Code/GraphMol/RGroupDecomposition/Wrap/rdRGroupComposition.cpp
- use a std::unique_ptr to store the pointer to the C++ RGroupDecomposition instance
- fixed typos in docstrings
Code/GraphMol/RGroupDecomposition/Wrap/test_rgroups.py
- added test for the new includeTargetMolInResults parameter
Code/GraphMol/RGroupDecomposition/catch_rgd.cpp
- added test for the new includeTargetMolInResults parameter
Code/GraphMol/RGroupDecomposition/testRGroupDecomp.cpp
- formatting changes
Code/GraphMol/RGroupDecomposition/testRGroupInternals.cpp
- do not use deprecated constant
Code/MinimalLib/CMakeLists.txt
- added RDK_BUILD_MINIMAL_LIB_RGROUPDECOMP CMake flag to optionally expose R group decomposition functionality into MinimalLib
Code/MinimalLib/common.h
- added makeDummiesQueries flag to mol_from_input() (defaults to false)
- implemented parse_highlight_multi_colors() function to parse multi-color atom and bond highlights
- enable multi-color atom and bond highlighting
Code/MinimalLib/demo/rgd_demo.html
- added HTML page showcasing the multi-color highlights similarly to https://greglandrum.github.io/rdkit-blog/posts/2021-08-07-rgd-and-highlighting.html
Code/MinimalLib/jswrapper.cpp
- removed checks for non-nullness of d_mol as d_mol cannot be directly accessed anymore
- replaced all instances of d_mol with get()
- implemented support for multi-color atom and bond highlights
- implemented optional support for R group decomposition
- added JSMol::copy() convenience method with same functionality as get_mol_copy() to duplicate a molecule
Code/MinimalLib/minilib.cpp, Code/MinimalLib/minilib.h
- replaced all occurrences of d_mol with get(), as d_mol is now private
- removed all occurrences of assert(d_mol) as non-nullness is checked at construction time and whenever get() is called
- JSMol is now split into two subbclasses, JSMolUnique and JSMolShared, which both inherit from the JSMol base class.

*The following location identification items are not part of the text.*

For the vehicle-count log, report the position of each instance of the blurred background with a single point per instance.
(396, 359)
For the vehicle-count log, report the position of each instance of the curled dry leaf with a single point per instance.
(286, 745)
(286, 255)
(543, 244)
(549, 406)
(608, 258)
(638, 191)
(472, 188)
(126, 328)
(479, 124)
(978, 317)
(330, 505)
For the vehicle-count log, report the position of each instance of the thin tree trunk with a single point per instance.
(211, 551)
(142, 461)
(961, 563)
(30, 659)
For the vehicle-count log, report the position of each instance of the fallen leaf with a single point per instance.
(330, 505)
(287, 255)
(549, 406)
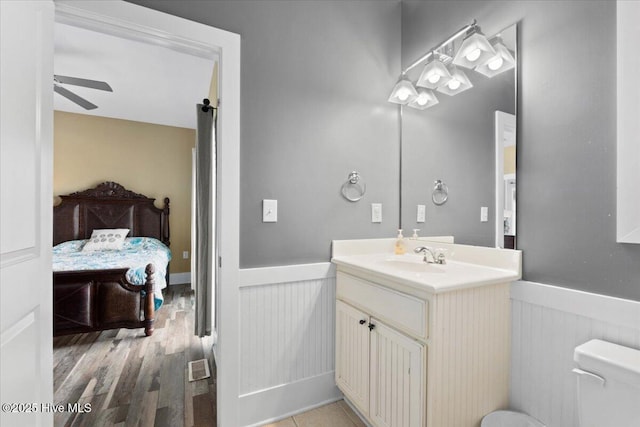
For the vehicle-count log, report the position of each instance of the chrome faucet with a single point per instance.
(437, 255)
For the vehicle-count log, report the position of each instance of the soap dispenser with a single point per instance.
(400, 246)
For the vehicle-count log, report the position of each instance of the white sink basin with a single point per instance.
(410, 269)
(413, 263)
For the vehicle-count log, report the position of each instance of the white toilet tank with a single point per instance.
(608, 384)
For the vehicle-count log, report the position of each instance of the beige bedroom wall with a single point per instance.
(145, 158)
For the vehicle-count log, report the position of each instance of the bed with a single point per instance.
(121, 293)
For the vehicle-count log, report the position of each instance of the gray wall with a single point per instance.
(315, 78)
(566, 138)
(315, 75)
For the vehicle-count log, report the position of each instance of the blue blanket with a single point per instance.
(136, 253)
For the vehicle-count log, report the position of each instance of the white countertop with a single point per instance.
(466, 266)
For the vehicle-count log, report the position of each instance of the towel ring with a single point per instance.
(351, 189)
(440, 193)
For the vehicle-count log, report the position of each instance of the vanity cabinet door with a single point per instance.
(352, 354)
(397, 378)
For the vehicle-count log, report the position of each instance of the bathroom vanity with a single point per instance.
(423, 344)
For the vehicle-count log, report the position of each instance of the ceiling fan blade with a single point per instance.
(93, 84)
(74, 98)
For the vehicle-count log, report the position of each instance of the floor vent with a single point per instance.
(199, 370)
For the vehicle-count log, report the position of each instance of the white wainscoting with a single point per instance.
(287, 339)
(548, 322)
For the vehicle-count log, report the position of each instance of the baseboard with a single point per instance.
(179, 278)
(283, 401)
(616, 311)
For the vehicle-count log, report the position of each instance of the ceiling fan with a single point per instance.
(93, 84)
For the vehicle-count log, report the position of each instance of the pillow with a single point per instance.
(109, 239)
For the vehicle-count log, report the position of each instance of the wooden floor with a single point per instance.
(133, 380)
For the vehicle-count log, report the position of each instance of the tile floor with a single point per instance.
(337, 414)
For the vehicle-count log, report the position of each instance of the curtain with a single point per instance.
(205, 273)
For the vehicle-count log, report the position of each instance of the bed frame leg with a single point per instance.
(149, 303)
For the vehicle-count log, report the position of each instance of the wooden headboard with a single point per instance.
(109, 205)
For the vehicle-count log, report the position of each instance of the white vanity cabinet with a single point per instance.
(409, 357)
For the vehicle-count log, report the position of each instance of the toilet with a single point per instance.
(608, 384)
(509, 419)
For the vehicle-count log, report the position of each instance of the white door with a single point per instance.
(26, 132)
(396, 379)
(352, 354)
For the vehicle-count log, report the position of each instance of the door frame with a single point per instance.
(140, 23)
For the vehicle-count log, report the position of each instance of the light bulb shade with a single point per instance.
(403, 92)
(434, 74)
(459, 82)
(425, 99)
(474, 51)
(501, 62)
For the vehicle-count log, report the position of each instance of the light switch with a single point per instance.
(421, 213)
(269, 210)
(376, 212)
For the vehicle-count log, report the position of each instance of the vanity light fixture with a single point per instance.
(403, 92)
(502, 61)
(475, 49)
(425, 99)
(434, 74)
(459, 82)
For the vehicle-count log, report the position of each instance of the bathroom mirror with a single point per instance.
(469, 142)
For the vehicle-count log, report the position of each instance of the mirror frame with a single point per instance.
(628, 127)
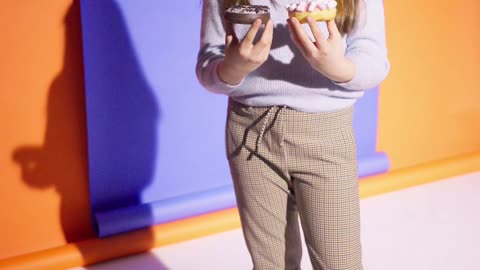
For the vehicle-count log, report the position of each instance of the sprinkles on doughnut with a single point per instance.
(247, 14)
(319, 10)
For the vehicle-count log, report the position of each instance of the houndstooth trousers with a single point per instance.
(287, 164)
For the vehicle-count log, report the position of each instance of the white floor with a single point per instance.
(428, 227)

JSMolUnique can be constructed from a RWMol* (as the old JSMol), while JSMolShared can be constructed from a ROMOL_SPTR. This avoids unnecessary copies when wrapping a ROMOL_SPTR (e.g., from subtructure library, JSMolList or R group decomposition) into a JSMol to pass it to JS. This also avoids that modifications done in the JS layer on a molecule stored in a MolList (e.g., adding a property) are not persisted because they are carried out on a volatile copy of the molecule rather than on the actual molecule.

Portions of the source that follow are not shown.